Abstract: FR-OR36
Single-Cell Resolution Drug Effects on RAAS Blockade in ZSF1 Rat Diabetic Kidney Disease
Session Information
- How Sweet It Is: Basics of Diabetic Kidney Disease
November 03, 2023 | Location: Room 121, Pennsylvania Convention Center
Abstract Time: 05:15 PM - 05:24 PM
Category: Diabetic Kidney Disease
- 701 Diabetic Kidney Disease: Basic
Authors
- Balzer, Michael S., University of Pennsylvania, Philadelphia, Pennsylvania, United States
- Zhou, Jianfu, University of Pennsylvania, Philadelphia, Pennsylvania, United States
- Abedini, Amin, University of Pennsylvania, Philadelphia, Pennsylvania, United States
- Ma, Ziyuan, University of Pennsylvania, Philadelphia, Pennsylvania, United States
- Grundmann, Manuel, Bayer AG, Leverkusen, Nordrhein-Westfalen, Germany
- Pavkovic, Mira, Bayer AG, Leverkusen, Nordrhein-Westfalen, Germany
- Susztak, Katalin, University of Pennsylvania, Philadelphia, Pennsylvania, United States
Background
Diabetic kidney disease (DKD) is the leading cause of renal failure worldwide.
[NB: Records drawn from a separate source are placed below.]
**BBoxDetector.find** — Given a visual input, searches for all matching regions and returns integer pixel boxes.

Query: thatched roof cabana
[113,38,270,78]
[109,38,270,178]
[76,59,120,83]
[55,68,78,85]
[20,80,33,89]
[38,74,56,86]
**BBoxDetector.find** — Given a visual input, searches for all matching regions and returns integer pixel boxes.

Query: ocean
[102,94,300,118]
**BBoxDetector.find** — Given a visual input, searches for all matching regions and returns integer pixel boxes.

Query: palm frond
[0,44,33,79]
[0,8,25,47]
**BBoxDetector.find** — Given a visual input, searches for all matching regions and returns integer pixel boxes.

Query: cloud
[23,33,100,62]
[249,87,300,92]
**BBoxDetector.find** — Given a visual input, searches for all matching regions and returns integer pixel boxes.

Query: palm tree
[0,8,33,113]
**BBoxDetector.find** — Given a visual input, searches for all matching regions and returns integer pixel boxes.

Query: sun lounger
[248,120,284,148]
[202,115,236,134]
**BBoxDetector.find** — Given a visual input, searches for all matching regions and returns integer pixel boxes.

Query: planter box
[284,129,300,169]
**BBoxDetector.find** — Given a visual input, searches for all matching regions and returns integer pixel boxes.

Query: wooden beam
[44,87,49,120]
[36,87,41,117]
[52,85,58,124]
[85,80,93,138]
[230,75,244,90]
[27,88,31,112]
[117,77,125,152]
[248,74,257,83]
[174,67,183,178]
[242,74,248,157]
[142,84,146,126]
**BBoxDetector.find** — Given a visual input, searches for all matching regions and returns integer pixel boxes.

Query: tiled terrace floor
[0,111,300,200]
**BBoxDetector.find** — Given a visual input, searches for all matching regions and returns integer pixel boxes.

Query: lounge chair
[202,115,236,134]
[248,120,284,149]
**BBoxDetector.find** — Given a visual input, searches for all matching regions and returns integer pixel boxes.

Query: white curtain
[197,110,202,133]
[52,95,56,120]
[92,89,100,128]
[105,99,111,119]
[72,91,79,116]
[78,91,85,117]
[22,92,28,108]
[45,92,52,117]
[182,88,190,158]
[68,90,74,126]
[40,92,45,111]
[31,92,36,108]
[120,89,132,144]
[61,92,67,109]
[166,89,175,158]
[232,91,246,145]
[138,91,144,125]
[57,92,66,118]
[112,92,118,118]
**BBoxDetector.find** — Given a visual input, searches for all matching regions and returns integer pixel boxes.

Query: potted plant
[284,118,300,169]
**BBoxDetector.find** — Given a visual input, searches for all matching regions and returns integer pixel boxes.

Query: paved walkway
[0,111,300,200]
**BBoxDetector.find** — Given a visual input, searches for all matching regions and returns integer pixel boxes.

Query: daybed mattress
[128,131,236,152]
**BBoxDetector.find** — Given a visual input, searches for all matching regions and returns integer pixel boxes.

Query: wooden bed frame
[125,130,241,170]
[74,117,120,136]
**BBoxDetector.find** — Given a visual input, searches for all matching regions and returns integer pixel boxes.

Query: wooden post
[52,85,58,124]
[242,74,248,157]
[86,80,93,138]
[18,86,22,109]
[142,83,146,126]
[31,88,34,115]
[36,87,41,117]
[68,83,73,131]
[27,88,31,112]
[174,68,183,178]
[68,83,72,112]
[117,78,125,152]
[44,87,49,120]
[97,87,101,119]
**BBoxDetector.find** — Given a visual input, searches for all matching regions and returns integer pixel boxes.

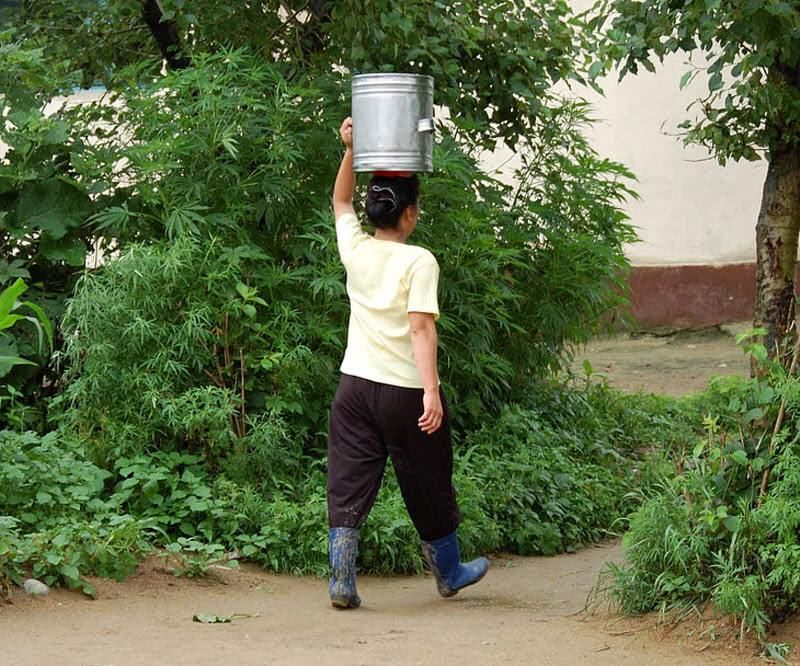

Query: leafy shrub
[0,278,53,429]
[59,51,633,461]
[607,334,800,640]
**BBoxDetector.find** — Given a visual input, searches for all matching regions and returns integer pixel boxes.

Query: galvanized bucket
[352,74,433,172]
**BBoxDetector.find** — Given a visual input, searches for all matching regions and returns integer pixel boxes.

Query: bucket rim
[353,72,433,83]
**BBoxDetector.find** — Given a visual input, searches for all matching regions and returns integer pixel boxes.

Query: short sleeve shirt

Overactivation of the renin-angiotensin-aldosterone system (RAAS) is associated with detrimental outcomes in DKD patients. RAAS inhibitors such as enalapril have been used for decades as antiproteinuric, antihypertensive, and kidney protective agents. Still, the exact cell type of action and the main drivers of drug action remain elusive.
Methods
To this end, in addition to detailed biochemical, histological, and tissue proteomics analysis of the ZSF1 obese rat with or without enalapril treatment, we leveraged single-cell transcriptomics (scRNA-seq). We exploited state-of-the-art analyses of unbiased tensor decomposition, differential gene expression, pathway enrichment, cell trajectories, RNA velocity, weighted gene correlation networks, integration with CITE-seq imputed antibody-derived tags, and cell-cell communication. Results from the ZSF1 model were validated in human kidney samples and datasets.
Results
RAAS inhibition via enalapril ameliorated hypertension, proteinuria, kidney tissue levels of progression markers, and fibrosis in the ZSF1 rat model of DKD. ScRNA-seq highlighted immune cell enrichment, endothelial and tubular cell depletion. Unbiased tensor decomposition analysis showed distal nephron tubule cells were associated with treatment status. Enalapril downregulated cathepsin D (Ctsd) in diabetic distal nephron and myeloid cells. Ctsd+ injured tubule cells of the distal nephron were enriched in DKD and depleted upon enalapril treatment. Ctsd was also a marker for Trem2+ residential macrophages, which demonstrated an inflammatory phenotype and interacted strongly with distal nephron tubule cells. CTSD was particularly enriched in kidneys from DKD patients and correlated with outcome-relevant parameters such as fibrosis and glomerular filtration rate.
Conclusion
We report previously unknown injury cell states of the distal nephron, describe CTSD as an important regulator of enalapril effects, and reveal Trem2+ residential macrophages as top receivers of distal nephron cell-cell communication. Finally, we show that our findings translate to humans and demonstrate that enalapril-associated gene signatures allow stratification of human kidney samples by disease-relevant outcome measures such as kidney function and fibrosis.